Questo nono episodio di Macerie ripercorre quasi un decennio di esperienze di autogestione in Ticino. Parte dall’occupazione del Selva Squat di Massagno e dal bisogno di alcune individualità di uscire dalle dinamiche del centro sociale. Si intuisce l’arrivo di una sensibilità diversa che porta nuovi elementi di discussione e un nuovo modo di intendere la lotta politica anche all’interno dell’assemblea. Anche il movimento globale sta sperimentando nuove forme di organizzazione: occupy Wall Street, le primavere arabe, le rivolte studentesche, le Femen e anche il Molino vive una sua metamorfosi.

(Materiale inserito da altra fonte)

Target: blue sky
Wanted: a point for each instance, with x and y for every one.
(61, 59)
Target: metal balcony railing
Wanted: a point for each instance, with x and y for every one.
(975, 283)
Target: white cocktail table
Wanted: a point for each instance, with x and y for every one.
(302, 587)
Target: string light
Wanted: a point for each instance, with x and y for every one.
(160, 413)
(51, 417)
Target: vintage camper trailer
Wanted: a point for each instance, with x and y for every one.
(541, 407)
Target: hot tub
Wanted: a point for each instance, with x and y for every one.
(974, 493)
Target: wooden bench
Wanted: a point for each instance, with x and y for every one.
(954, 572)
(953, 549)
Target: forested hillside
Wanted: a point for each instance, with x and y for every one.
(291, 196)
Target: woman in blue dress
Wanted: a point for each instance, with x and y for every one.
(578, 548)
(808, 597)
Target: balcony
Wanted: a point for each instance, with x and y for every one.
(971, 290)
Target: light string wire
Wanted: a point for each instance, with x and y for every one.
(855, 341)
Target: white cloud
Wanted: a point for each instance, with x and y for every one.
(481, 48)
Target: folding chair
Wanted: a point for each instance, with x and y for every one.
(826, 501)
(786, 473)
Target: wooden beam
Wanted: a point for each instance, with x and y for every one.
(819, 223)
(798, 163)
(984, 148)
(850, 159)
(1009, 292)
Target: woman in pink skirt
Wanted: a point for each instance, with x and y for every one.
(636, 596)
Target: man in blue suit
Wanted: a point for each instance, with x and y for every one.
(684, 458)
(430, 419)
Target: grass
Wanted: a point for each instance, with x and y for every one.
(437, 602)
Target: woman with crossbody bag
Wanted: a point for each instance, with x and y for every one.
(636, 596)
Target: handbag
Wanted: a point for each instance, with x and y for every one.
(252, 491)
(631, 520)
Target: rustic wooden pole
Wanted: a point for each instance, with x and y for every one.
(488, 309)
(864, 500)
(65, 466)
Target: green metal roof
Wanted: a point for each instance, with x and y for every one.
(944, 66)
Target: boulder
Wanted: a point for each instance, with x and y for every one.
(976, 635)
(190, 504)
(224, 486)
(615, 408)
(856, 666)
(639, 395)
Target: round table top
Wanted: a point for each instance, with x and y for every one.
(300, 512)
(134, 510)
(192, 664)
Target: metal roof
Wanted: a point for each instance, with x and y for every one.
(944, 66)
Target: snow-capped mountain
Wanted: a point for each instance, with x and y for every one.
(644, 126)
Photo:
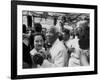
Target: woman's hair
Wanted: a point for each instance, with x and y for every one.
(38, 27)
(33, 36)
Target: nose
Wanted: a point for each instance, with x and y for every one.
(40, 43)
(47, 34)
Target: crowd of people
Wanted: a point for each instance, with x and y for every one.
(57, 46)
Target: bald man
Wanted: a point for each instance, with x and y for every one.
(58, 52)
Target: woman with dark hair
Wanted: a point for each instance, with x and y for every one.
(38, 52)
(38, 27)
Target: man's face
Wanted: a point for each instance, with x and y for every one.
(50, 35)
(38, 42)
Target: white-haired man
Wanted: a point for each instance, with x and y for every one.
(58, 52)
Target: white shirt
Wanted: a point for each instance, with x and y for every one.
(58, 54)
(74, 59)
(33, 52)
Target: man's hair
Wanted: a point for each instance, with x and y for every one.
(33, 36)
(38, 27)
(53, 29)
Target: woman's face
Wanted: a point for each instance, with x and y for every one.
(38, 42)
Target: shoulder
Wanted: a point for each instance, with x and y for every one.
(33, 51)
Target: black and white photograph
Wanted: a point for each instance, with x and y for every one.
(53, 40)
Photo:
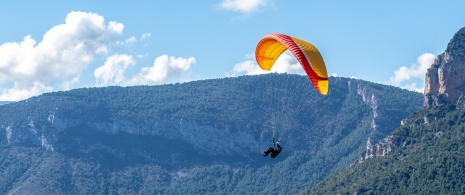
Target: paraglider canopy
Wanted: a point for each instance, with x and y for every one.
(270, 47)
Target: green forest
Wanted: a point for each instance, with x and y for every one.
(201, 137)
(429, 159)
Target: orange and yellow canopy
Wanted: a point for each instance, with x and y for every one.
(270, 47)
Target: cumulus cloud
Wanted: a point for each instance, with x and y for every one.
(244, 6)
(63, 53)
(164, 69)
(112, 72)
(145, 36)
(285, 63)
(409, 77)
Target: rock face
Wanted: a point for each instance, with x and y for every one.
(445, 80)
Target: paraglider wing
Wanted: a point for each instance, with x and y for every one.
(270, 47)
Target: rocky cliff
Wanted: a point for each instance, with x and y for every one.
(445, 79)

Nel 2013 a rendere più complessa la situazione, insieme al nuovo sindaco leghista Borradori entra in Municipio anche il giovane rampante Michele Bertini, è forse lui a spingere per far sì che il il Molino torni ad essere un problema all’ordine del giorno. “Ridare il Macello alla popolazione” è il nuovo mantra. Vengono lanciati nella discussione pubblica una serie di progetti con scarso appoggio politico e senza agganci nella realtà, per cercare di dare un uso diverso agli spazi occupati dall’autogestione: una cittadella per i bambini e poi una cittadella della solidarietà, lo spostamento delle scuole medie, la nuova sede del museo di storia naturale.
Ancora da segnalare, a livello di rapporti con le autorità, un tentativo di dialogo poco convinto nel 2015, quasi nient’altro fino a maggio 2019 quando il Consiglio Comunale accetta un messaggio municipale con un credito per un concorso di architettura, che non prevede però la presenza dell’autogestione nell’area.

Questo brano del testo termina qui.